事業承継の一環として,生前に株式を後継者候補に渡すということは,多くのメリットがあります。
それと同時に一定のリスクがあります。

<生前に株式(議決権)を後継者候補に渡すメリット>

・今後株式評価額が上がると予想される場合,課税額を低く抑えることにつながります。
・逆に,後継者から見ると,株式承継後は,株価が上昇する方向にモチベーションを持てるでしょう。

<生前に株式(議決権)を後継者候補に渡すリスク>

・財産(株式)を承継した者との関係悪化
・財産(株式)が想定外の者に承継される
 相続が典型例です。
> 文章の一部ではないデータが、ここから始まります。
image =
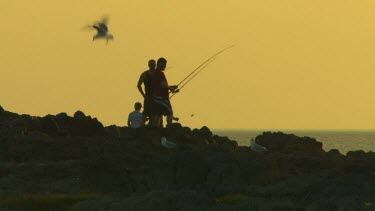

遺留分が絡むと特にコントロールが難しくなります。
・会社後継者候補者は,まだ従業員からの人望が不十分
 意図的に,一定の範囲で現経営者(株主)が関与している方が良い段階もあります。

2 議決権を生前に承継させる方法は種類株式信託がある

(1)種類株式

株式自体に制限が付いている株式を使うのも一定の歯止め(リスク回避)になります。
無議決権株式,取得条項付株式などのことです。
しかし,ある程度硬直的で,自由度がやや低いです。
別項目;事業承継を遺留分との抵触から避ける方法として種類株式の活用がある

(2)信託

設定・設計の自由度は高いです。
特に,一定の議決権を旧株主(現経営者)に残すなどの設計の自由度は高いです。
信託の種類としては,大きく2種類の方法があります。

<信託を活用して議決権を渡す方法>

あ 受益者連続型信託

・受益者が死亡した時の承継先を決めておく方法
 承継した者が亡くなった場合,想定外の者が相続によって財産(株式)を承継する,ということを防ぎます。
別項目;遺留分対策;遺留分キャンセラー;受益者連続型信託,後継ぎ遺贈型遺言

い 受益者指定権者

・指定権者の判断で受益者を指定(移動)できるという方法
 承継した者との関係が悪化した場合など,指定権者の判断で財産(株式)を取り戻すことができます。